While strictly speaking true, as an ICBM booster the Falcon 9 would be going on 6 decades obsolete. Cryogenic propellants for ICBMs have been obsolete since the early 60s.

Can you reach close to the payload of a falcon 9 with dry rockets though?
An ICBM doesn't need to. An ICBM does not need to be that large. Being reliable and on demand is much more important than payload capacity. A Minuteman-III can launch with minutes of notice; you don't need to fool around with fueling it on the launchpad for a hour or more before launching it, or any of that nonsense. Because it requires less launch infrastructure, you can launch it from a greater range of locations. Being small also aids in this since it's a lot easier to move around the country. What's more, a Minuteman-III is $7 million a pop, which is a fraction of the going rate for a Falcon 9 launch.

So if your aim is to chuck nukes, a Minuteman-III is plainly superior to a Falcon 9 in every respect save payload. What about payload then? A Minuteman-III can carry up to three warheads with hundreds of kilotons of power each. That's a lot of damage. The Peacekeeper missile, removed from service in 2005, could deliver up to 10 warheads.
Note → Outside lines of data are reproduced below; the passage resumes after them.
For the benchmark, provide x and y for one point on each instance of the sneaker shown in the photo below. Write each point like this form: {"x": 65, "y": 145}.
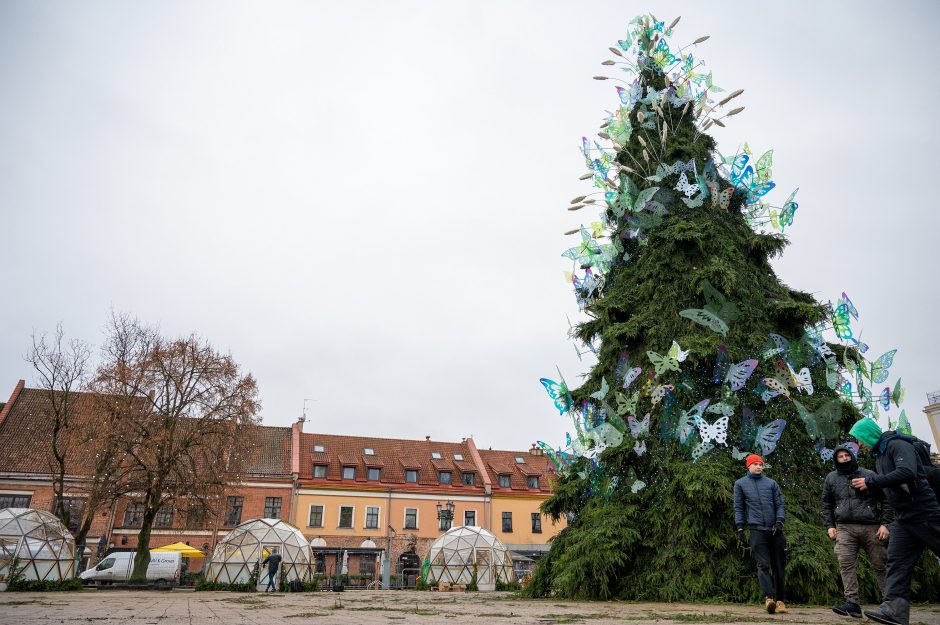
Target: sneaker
{"x": 770, "y": 605}
{"x": 880, "y": 616}
{"x": 848, "y": 609}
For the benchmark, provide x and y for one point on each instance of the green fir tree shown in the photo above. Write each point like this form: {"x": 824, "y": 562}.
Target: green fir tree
{"x": 691, "y": 236}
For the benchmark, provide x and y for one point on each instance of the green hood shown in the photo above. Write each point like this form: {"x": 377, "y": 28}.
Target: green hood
{"x": 866, "y": 431}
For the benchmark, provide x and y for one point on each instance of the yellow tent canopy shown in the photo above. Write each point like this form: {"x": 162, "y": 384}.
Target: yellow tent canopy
{"x": 182, "y": 548}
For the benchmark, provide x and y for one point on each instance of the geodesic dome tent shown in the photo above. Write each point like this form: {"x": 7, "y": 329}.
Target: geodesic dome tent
{"x": 43, "y": 548}
{"x": 461, "y": 550}
{"x": 236, "y": 555}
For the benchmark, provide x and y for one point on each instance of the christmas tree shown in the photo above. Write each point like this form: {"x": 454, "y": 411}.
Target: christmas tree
{"x": 703, "y": 355}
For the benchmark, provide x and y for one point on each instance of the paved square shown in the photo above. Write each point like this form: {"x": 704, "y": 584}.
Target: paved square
{"x": 379, "y": 607}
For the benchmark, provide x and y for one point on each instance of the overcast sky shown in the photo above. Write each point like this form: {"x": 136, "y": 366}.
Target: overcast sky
{"x": 364, "y": 201}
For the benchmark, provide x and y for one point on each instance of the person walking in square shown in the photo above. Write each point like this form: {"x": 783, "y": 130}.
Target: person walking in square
{"x": 758, "y": 507}
{"x": 902, "y": 479}
{"x": 854, "y": 519}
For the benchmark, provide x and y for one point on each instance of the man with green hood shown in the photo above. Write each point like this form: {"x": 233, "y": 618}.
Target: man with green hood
{"x": 902, "y": 480}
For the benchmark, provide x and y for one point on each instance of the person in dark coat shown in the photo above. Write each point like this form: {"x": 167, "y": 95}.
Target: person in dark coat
{"x": 854, "y": 519}
{"x": 758, "y": 506}
{"x": 902, "y": 481}
{"x": 274, "y": 563}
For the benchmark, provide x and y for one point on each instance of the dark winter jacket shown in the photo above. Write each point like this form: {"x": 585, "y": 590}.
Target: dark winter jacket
{"x": 273, "y": 561}
{"x": 902, "y": 480}
{"x": 758, "y": 503}
{"x": 843, "y": 504}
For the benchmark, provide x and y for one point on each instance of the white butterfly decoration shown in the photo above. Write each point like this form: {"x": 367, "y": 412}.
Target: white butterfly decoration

Of course that cost more, a little more than a Falcon 9 launch, but still had the advantages of being a solid fuel rocket. Still in service, the submarine launched Trident-II can carry as many as 8-14 reentry vehicles, but in practice is limited by various treaties to a fraction of that. If there was the political willpower to violate those treaties and have an ICBM carrying more warheads than either the Minuteman-III or Trident-II currently carry, they would simply put more warheads onto the Trident-II. That'd be a lot simpler than re-purposing the Falcon 9, and a lot more useful.

Something else to consider though is range. Minuteman-III has enough range to hit Russia from the North, but not from the South. That might seem like a pretty severe limitation, but that's actually the way people want things to remain. Back in the 60s the Soviets designed something called the Fractional Orbital Bombardment System (FOBS). Basically, it was an ICBM capable of putting the warhead into orbit, giving it unlimited range. So, in essence, Russia could nuke America over the South Pole, instead of the North Pole, thereby bypassing all of the early warning systems that were looking North. Because this system was seen as a way of bypassing early warning systems, it was seen as a first strike weapon and therefore a destabilizing force. These sort of systems are now prohibited by treaty, and Falcon 9 would be in violation if it were an ICBM. But as a first strike weapon, a Falcon 9 is pretty shit. They take a long time to load and fuel, and their launch sites are high profile. A first strike is all about having the element of surprise; in an Falcon 9 FOBS/ICBM scenario, there are too many opportunities for detection. Particularly when you remember that SSBNs exist.

(There is another option though. The first ICBMs (as well as the Falcon 9) used cryogenic liquid propellants, and modern ICBMs use solid propellant, but in between these two technologies was a third: storable liquid propellants. The Titan II ICBM for instance burned aerozine and n204, both of which are liquids at room temperature, therefore the Titan II can be stored in a fueled state, ready to fly. These missiles could fly on very short notice, but they're also pretty dangerous to be around.)